TLDR;
This video explains the concept of banking, focusing on commercial banks and their role in money creation. It covers key concepts such as CRR (Cash Reserve Ratio) and SLR (Statutory Liquidity Ratio), and how commercial banks multiply money through credit creation. The video also touches on the functions of the Central Bank (RBI) and its role in regulating commercial banks.
- Commercial banks create credit by multiplying deposits.
- CRR and SLR are legal reserve ratios that affect a bank's lending capacity.
- The Central Bank (RBI) regulates commercial banks and ensures the safety of public money.
Introduction to Banking [0:00]
The video introduces the Banking chapter, highlighting the importance of understanding money creation by commercial banks, the functions of the Central Bank, and how the Central Bank controls credit. Banks are defined as organizations that safeguard money and provide loans. The types of banks include Central Banks, Commercial Banks, Cooperative Banks, and Specialized Banks, with a focus on Central and Commercial Banks.
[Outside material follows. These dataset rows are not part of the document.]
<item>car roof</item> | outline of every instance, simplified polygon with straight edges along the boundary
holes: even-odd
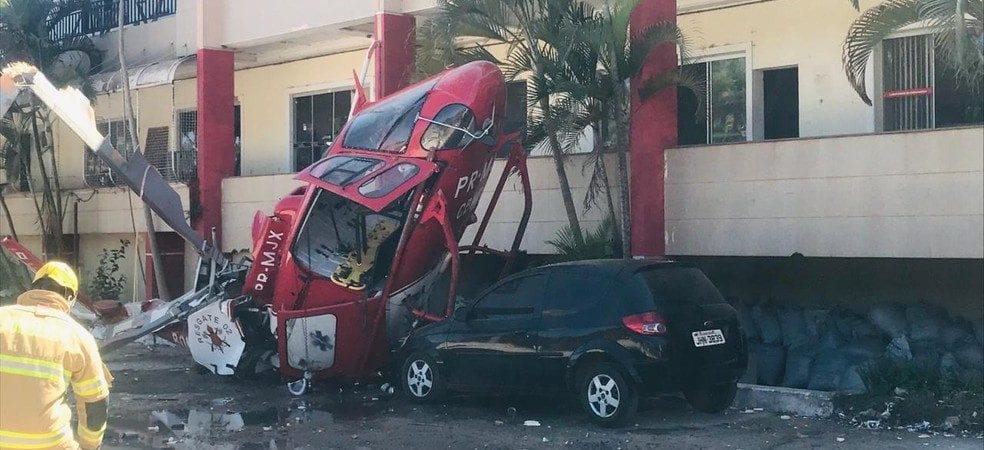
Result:
[[[651,266],[687,266],[669,259],[644,258],[644,259],[589,259],[583,261],[568,261],[556,264],[548,264],[538,267],[544,271],[563,271],[565,269],[575,269],[575,271],[586,270],[602,276],[617,276],[623,271],[635,272],[638,269]]]

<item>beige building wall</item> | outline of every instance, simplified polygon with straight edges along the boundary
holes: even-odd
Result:
[[[984,128],[666,152],[671,255],[984,257]]]
[[[862,1],[861,6],[875,3]],[[691,57],[747,58],[749,131],[758,134],[760,129],[754,111],[759,88],[755,71],[792,66],[799,70],[800,136],[875,131],[874,109],[848,84],[841,64],[844,36],[859,14],[850,2],[680,0],[678,5],[677,22],[690,40]],[[870,87],[869,80],[869,92]]]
Commercial Banks Explained [1:54]
Commercial banks are public banks where individuals can open accounts, deposit money, avail services, and borrow funds. These banks can be government-owned (nationalized) or private. Commercial banks provide loans for various purposes, such as consumption and investment, and earn profits through interest rate spreads. They borrow money from the public at a lower interest rate (e.g., 4%) and lend it at a higher rate (e.g., 18%), keeping the difference as profit.
CRR and SLR: Legal Reserve Ratios [4:17]
CRR (Cash Reserve Ratio) and SLR (Statutory Liquidity Ratio) are legal reserve ratios (LRR) that commercial banks must maintain. The Central Bank (RBI) regulates commercial banks to prevent fraud and protect public money. RBI guarantees deposits up to ₹5 lakh. CRR is a fixed percentage of initial deposits that commercial banks give to the RBI, while SLR is a fixed percentage of initial deposits that banks keep with themselves in liquid form (cash, gold, or government-approved securities).
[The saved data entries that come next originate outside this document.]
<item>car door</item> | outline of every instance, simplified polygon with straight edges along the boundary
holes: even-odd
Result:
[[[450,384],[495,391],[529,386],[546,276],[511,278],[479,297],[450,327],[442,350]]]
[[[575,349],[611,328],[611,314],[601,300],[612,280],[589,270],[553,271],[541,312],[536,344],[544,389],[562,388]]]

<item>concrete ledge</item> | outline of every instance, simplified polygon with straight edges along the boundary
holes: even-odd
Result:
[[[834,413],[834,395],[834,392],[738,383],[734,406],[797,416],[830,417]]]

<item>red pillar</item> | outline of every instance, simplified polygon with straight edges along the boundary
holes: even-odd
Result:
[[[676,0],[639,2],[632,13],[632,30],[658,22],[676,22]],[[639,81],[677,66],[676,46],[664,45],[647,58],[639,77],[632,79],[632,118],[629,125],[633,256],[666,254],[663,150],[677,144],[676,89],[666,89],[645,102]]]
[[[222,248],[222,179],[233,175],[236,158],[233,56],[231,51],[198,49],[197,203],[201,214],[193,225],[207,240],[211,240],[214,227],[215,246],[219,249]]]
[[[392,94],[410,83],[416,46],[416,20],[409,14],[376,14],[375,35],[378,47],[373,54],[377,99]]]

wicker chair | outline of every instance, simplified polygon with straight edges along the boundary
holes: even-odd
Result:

Impact of CRR and SLR on Loan Capacity [8:38]
CRR and SLR reduce a bank's loan-giving capacity. For example, if the combined CRR and SLR is 25%, a bank can only lend 75% of its deposits. An increase in CRR and SLR further decreases the loan-giving capacity. CRR is the percentage of deposits given to the RBI, while SLR is the percentage kept by the bank in liquid form.
Credit Creation by Commercial Banks [10:31]
Commercial banks multiply money through credit creation. All transactions are assumed to occur through the banking system without cash. A table illustrates how an initial deposit of ₹1000 can lead to a total deposit of ₹10000 with a legal reserve ratio (LRR) of 10%. The bank maintains LRR and lends the remaining amount, which eventually returns to the banking system as fresh deposits. This process continues, creating a multiple of the initial deposit.
The Process of Credit Creation Explained [12:58]
When a bank receives a deposit of ₹1000, it maintains a 10% LRR (₹100) and lends out the remaining ₹900. The borrower then pays this ₹900 to someone else, who deposits it back into the bank. This creates a new deposit of ₹900, and the bank repeats the process, maintaining LRR and lending the rest. This cycle continues, with each round generating less loanable money, until the initial ₹1000 deposit results in a total credit creation of ₹9000.
Deposit Multiplier Formula [17:27]
The deposit multiplier, also known as the money multiplier, is calculated as 1 / LRR * 100. For example, if the LRR is 10%, the money multiplier is 10 times, meaning an initial deposit of ₹1000 becomes ₹10000. If the LRR is 25%, the multiplier is four times. An increase in LRR decreases the money multiplier.
Applications and Examples [18:56]
The video provides examples to illustrate the relationship between initial deposits, total deposits, and LRR. For instance, if an initial deposit of ₹20000 becomes a total deposit of ₹40000, the money multiplier is two times, and the LRR is 50%. Conversely, if the total deposit is ₹1 lakh and the LRR is 20%, the initial deposit can be calculated as ₹20000.
Conclusion [21:18]
Commercial banks multiply money through credit creation, with actual cash movement being minimal as banks primarily manage entries. The video emphasizes the importance of understanding credit creation by commercial banks, as it is a significant topic for examinations. The next class will cover the functions of the Central Bank and credit control measures.